Mortgage rates declined this week, with Freddie Mac reporting that the average rate on a 30-year fixed mortgage fell to 6.3%, down from 6.37% the previous week and significantly lower than the 6.83% recorded a year ago [1]. The average rate on a 15-year fixed mortgage also decreased, reaching 5.65% compared to last week's 5.74% [1]. This drop comes as the spring homebuying season intensifies, offering a notable improvement for prospective buyers, according to Sam Khater, Freddie Mac's chief economist [1].
The movement in mortgage rates is closely tied to the 10-year Treasury yield, which hovered around 4.29% as of Thursday afternoon [1]. The recent decline in rates follows a two-week ceasefire between the U.S. and Iran, brokered with assistance from Pakistan, which the White House described as a step toward broader negotiations [1]. This easing of geopolitical tensions has contributed to the drop in Treasury yields and, consequently, mortgage rates [1].

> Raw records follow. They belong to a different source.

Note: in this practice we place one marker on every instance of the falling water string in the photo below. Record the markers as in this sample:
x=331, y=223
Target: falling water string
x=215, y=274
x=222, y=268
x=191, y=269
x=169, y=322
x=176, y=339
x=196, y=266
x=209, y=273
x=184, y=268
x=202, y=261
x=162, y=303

Anthony Smith, senior economist at Realtor.com, noted that the relief in the 10-year Treasury yield has translated into lower mortgage rates, but cautioned that the sustainability of this trend depends on the durability of the ceasefire and the potential for a more lasting resolution [1]. Smith warned that until there is greater clarity on the geopolitical front, mortgage rate volatility is likely to remain elevated and any improvement could be temporary [1].
CONCLUSION
Mortgage rates have fallen in response to easing geopolitical tensions following a U.S.-Iran ceasefire, providing some relief for homebuyers. However, analysts caution that the decline may be short-lived if uncertainty persists, suggesting continued volatility in the mortgage market.